Surface engineering of NIR-II luminescent gold nanoclusters for brain glioma-targeted imaging

Abstract

Ultrasmall gold nanoclusters (AuNCs) with photoluminescence in the second near-infrared region (NIR-II) have emerged as promising probes for in vivo biomedical applications. However, it remains a challenge to utilize NIR-II-emitting AuNCs for imaging brain glioblastoma (GBM), which is highly lethal and hard to diagnose in time. Herein, we have presented systematic investigations on the brain delivery and GBM targeting efficacies of NIR-II-emitting AuNCs protected by different ligands. We first synthesized four types of AuNCs with surface coatings of small thiolated ligands and proteins, and then studied their in vitro penetration capability into the blood–brain barrier (BBB) and in vivo GBM targeting performances. It was found that the BBB permeability of AuNCs determined by the in vitro transwell model was not evidently affected by the surface ligands. Significantly, AuNCs protected by albumin exhibited notably extended blood circulation and less skull binding compared to those protected by small ligands, enabling superior in vivo brain GBM-targeted NIR-II PL imaging.

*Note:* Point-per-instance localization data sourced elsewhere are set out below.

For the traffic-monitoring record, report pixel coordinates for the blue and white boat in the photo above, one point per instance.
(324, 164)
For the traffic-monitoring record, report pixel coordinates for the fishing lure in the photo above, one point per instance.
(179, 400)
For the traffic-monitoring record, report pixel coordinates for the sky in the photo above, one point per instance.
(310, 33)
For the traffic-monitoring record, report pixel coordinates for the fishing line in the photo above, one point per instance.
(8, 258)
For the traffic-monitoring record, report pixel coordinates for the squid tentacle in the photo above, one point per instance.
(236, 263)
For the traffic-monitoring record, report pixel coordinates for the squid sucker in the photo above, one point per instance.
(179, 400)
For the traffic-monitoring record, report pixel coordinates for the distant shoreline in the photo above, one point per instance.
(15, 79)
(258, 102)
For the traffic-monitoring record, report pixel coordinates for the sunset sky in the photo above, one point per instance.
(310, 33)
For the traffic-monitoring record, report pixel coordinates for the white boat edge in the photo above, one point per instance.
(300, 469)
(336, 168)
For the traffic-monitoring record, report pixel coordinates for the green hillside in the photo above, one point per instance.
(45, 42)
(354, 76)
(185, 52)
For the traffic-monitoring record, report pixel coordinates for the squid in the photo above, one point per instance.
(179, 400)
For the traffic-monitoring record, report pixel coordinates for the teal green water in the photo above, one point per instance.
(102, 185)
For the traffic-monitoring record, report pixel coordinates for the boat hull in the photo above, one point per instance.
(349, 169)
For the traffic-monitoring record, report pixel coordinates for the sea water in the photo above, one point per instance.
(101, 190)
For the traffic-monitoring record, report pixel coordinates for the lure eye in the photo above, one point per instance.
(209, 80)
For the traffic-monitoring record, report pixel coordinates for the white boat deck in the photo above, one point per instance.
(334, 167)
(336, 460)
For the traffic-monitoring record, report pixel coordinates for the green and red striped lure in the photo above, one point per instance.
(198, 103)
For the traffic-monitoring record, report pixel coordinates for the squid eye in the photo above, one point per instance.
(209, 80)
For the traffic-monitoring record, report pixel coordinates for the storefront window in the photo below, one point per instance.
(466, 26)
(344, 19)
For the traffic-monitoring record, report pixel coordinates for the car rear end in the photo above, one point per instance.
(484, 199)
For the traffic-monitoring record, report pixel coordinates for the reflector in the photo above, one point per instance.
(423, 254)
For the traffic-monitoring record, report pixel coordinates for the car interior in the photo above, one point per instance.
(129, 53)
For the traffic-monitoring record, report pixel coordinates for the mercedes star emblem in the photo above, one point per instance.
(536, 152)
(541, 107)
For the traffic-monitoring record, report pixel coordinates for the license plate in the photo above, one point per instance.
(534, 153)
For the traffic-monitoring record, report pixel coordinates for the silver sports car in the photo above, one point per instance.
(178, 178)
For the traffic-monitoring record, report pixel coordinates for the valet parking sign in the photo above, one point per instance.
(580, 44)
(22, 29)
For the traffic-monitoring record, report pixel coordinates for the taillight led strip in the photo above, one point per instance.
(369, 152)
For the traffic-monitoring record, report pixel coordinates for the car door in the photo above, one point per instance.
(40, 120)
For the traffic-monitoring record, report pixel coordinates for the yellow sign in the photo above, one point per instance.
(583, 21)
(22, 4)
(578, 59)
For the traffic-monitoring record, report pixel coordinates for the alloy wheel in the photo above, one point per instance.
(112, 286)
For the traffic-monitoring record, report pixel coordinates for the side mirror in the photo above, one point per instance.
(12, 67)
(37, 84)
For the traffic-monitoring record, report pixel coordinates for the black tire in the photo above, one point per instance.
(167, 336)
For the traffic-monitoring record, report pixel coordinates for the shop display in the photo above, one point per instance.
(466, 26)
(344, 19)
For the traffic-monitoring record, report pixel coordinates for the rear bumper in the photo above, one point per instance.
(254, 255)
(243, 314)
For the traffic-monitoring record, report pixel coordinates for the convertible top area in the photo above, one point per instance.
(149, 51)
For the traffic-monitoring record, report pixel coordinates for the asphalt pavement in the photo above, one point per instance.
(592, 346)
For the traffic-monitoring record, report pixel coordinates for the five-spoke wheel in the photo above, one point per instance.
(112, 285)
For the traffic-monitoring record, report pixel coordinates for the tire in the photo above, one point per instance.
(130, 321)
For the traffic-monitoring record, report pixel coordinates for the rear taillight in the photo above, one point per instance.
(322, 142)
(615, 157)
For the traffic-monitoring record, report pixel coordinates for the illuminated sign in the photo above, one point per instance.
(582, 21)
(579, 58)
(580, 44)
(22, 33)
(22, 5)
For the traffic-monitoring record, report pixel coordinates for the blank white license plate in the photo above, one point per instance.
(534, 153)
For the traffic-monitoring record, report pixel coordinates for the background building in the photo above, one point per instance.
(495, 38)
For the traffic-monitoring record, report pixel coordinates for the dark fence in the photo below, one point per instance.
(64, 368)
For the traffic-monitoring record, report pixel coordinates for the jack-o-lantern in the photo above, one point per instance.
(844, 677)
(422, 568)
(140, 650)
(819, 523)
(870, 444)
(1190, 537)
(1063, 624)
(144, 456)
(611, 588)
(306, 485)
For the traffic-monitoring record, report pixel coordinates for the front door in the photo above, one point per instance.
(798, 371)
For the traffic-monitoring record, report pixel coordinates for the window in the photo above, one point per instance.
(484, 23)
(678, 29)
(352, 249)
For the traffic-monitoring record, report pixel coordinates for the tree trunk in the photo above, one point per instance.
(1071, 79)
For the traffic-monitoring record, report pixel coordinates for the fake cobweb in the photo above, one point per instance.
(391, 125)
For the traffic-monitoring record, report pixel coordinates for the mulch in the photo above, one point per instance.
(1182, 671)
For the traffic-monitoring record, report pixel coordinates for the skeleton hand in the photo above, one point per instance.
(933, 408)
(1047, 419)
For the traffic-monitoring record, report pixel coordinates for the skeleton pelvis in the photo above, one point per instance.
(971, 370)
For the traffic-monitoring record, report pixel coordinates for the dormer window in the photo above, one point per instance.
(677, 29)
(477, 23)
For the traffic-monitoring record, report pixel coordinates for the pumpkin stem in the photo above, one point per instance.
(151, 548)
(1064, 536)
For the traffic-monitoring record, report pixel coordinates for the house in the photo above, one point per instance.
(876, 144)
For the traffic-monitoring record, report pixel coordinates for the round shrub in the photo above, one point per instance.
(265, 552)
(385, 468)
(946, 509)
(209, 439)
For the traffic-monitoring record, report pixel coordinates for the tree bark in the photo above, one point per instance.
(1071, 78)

We also modified the albumin–AuNCs with targeting peptides to improve in vivo imaging contrast. Additionally, AuNCs had negligible toxic effects on major organs as well as brain tissues and neurons, corroborating their good biocompatibility. This study examined the surface engineering of NIR-II luminescent AuNCs for brain GBM targeting, which may offer insights into the future design of AuNCs for bioapplications.